I've been coding the site and hustling to forge partnerships for the last year.. check it out at  www.hoursales.com ..  Any feedback from the wonderful YC community would be greatly appreciated!
======
calbear81
I think this has good potential especially since the limited time element is
even more extreme than most flash sales sites (1 hour vs. 24 hours). I don't
think it's anything like dealdash or sellmoo or bigdeal since you don't rely
on a bidding element to get the deals. This is like Gilt/Ruelala.

I think there can be a lot done on the design and user experience front. In
non-specific order:

1) The overall balance of the page has good white space but a lot of the
controls like drop-downs or the maximize window links are just floating. You
should consider using some color on them or make them more button-like.

2) I like the idea on the hourglass logo. If you're going to be 100%
exclusively focused on women's fashion, I think you could play off the
hourglass with a red dress with a hourglass figure..

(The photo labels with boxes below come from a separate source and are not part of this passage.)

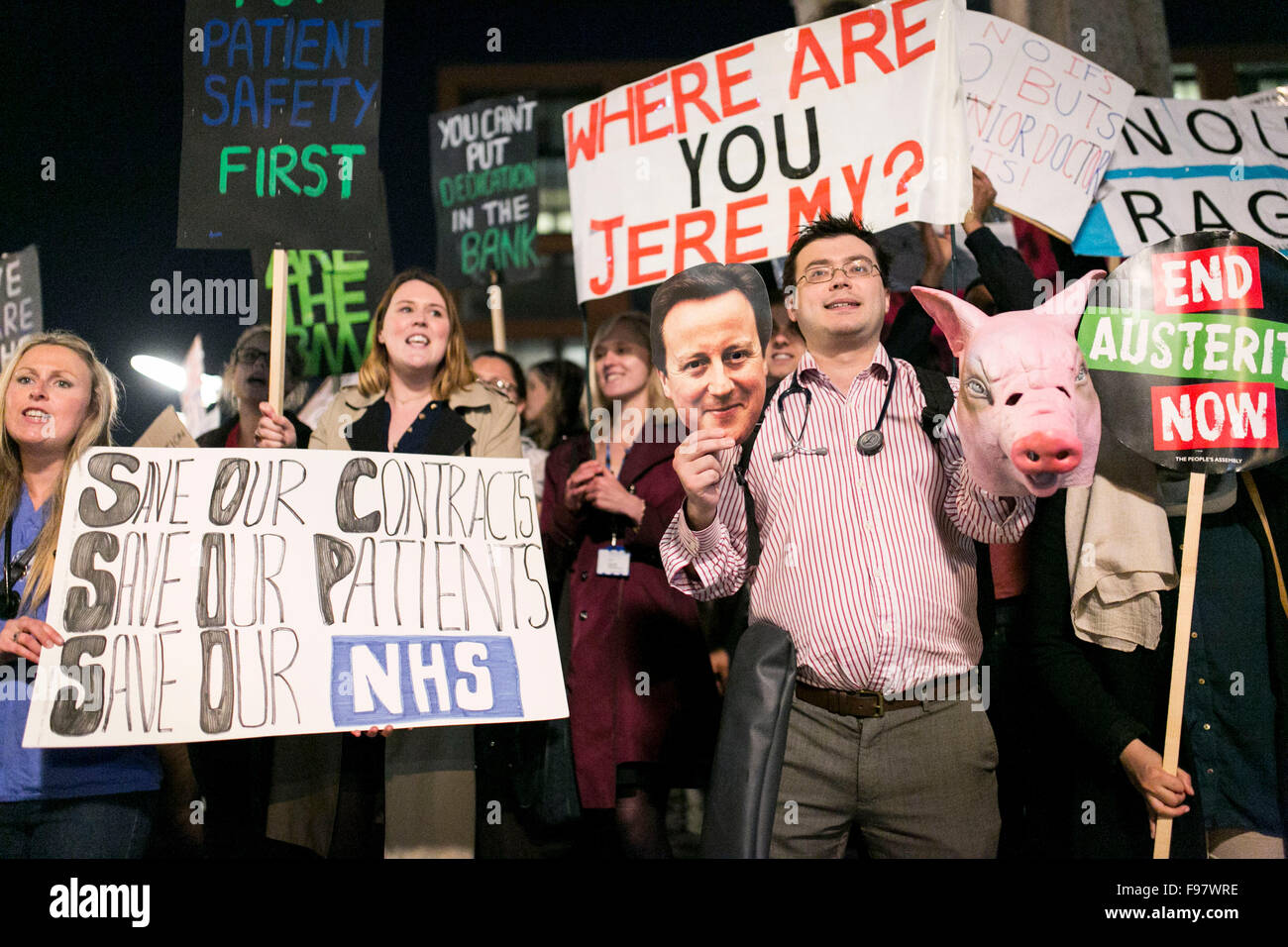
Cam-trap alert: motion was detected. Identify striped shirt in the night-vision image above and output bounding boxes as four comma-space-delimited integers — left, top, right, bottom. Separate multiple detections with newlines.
661, 347, 1033, 693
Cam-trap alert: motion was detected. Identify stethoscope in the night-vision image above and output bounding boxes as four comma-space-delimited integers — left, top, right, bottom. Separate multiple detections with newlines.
769, 360, 899, 460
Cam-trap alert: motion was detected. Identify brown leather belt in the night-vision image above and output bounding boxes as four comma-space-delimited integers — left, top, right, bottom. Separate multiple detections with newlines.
796, 681, 921, 717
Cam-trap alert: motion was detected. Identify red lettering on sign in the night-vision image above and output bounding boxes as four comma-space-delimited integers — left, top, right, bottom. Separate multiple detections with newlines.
635, 72, 671, 142
725, 194, 769, 263
787, 26, 841, 99
841, 9, 894, 78
671, 210, 716, 273
787, 177, 832, 253
1149, 381, 1279, 451
590, 215, 626, 296
716, 43, 760, 119
1153, 246, 1261, 312
626, 220, 669, 286
890, 0, 935, 68
671, 61, 720, 136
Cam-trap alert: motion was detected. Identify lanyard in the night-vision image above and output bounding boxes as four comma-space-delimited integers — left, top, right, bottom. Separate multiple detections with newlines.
0, 517, 36, 620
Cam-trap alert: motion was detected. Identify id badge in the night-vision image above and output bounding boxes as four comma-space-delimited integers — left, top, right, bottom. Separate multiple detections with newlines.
595, 546, 631, 579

3) I would move the price and buy now buttons up the page significantly. I
have a large monitor but on a smaller monitor, I'm pretty sure that's below
the fold and people are missing the most important element. Also, include the
% discount like (75% Off!)

4) Way too aggressive on the registration layover. I got it about 2-3 times
while moving around. Also, you should clean it up a lot, the graphics and text
look a bit spammy. Also, as best practice, always include an "x" to close
overlays.

5) There's a lot of font action happening, mixes of script font with serif and
sans-serif. I don't know what the target audience is but if it's upscale, I
would stay away from the script font you're using on the right side banner and
use the elegant font from your logo.

6) The box edges on both sides of the page are not aligned and the same width
so it looks a bit messy. Should be an easy fix.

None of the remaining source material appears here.